The Centre and some states are at loggerheads on the inclusion of certain petroleum products–natural gas and aviation turbine fuel–under the ambit of Goods and Services Tax (GST).
States such as Telangana and Andhra Pradesh have showed resistance towards bringing in petroleum products under GST as they don’t want to forego a substantial chunk of revenue that comes from petroleum products.
For instance, Andhra Pradesh garnered Rs 9,694 crore or 18 percent of its total tax revenue from petroleum, oil and lubricants (POL) products during 2017-18, government data showed. Similarly, tax mop-up from POL items in Gujarat was Rs 14,852 crore or 19 percent of total tax receipts in the last financial year.
It all started after a senior central government official last week said in a public forum that there is some consensus on bringing natural gas under GST and it may be followed by ATF.
Following the official’s comment, Telangana Finance Minister Etela Rajender on Monday said that the state would suffer huge financial losses if the Centre brings petrol and diesel under the ambit of GST. Similarly, Andhra Pradesh Finance Minister Yanamala Ramakrishunudu said that the state is a producer of natural gas and will lose major share of revenue if it is included under GST as the production is more than the consumption.
Implemented from July 1, 2017, GST subsumed a dozen of taxes, introducing single levy, in a bid to simplify taxation system and remove the cascading effect of ‘tax on tax’ in the country. However, certain items such as petroleum products, real estate, were excluded from GST, till the highest decision making panel in the new taxation system, the GST Council, chooses to include it.
The states wanted to be more comfortable with their revenue position as including these items under GST would imply lesser tax receipts.
Currently, five petroleum products–petrol, diesel, crude oil, natural gas and ATF–are excluded from GST. These five items are taxed in accordance with the pre-GST tax regime.
Under the existing structure, the fuels attract the Centre’s excise duty and a state’s value added tax.

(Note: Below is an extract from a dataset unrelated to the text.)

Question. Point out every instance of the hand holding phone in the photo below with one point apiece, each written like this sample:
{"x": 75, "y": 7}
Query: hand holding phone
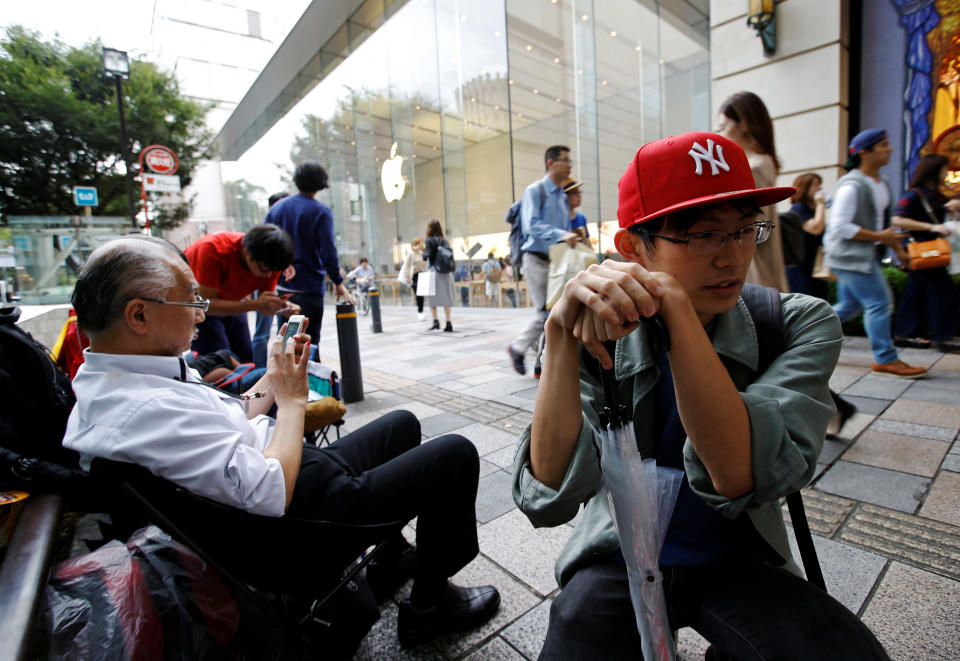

Both these and all other levies will get subsumed under GST if they were brought under its ambit.
The decision on their inclusion depends on the financial position of the states as revenues from these five petroleum products constitute a substantial chunk of state government finances.
Last year, states and the Centre collected around Rs 89,000 crore during July-March, lower than what the government has earlier estimated.
The Council had decided that states would receive provisional compensation from Centre for loss of revenue due to abolition of taxes such as VAT, octroi after the implementation of new tax system. The compensation would be met through levy of a ‘GST Compensation Cess’ on luxury items and sin goods like tobacco, for the first five years.
During July-March, 2017-18, the Centre paid Rs 47,844 crore as compensation cess to the states.
According to the industry, the exclusion of ATF and natural gas from GST is increasing the cost of these products as tax on inputs is not being credited against sale of these products, which ultimately, adds to the cost of production.
For instance, last month, the aviation ministry sought inclusion of the ATF under the GST umbrella as soaring global crude oil prices raised prices of jet fuels, among the biggest costs for an airline. Rise in international crude oil price has increased ATF cost by nearly 40 percent during the first five months of the calendar year. A higher jet fuel cost makes air tickets more expensive, ultimately affecting the customers.
Similarly, natural gas, natural gas is widely used as industrial input by a variety of industries such as steel, fertilizer, chemicals, and cement, among others. The industry has been complaining that unavailability of tax credit is against the basic objective of GST, which is to eliminate cascading impact of taxes.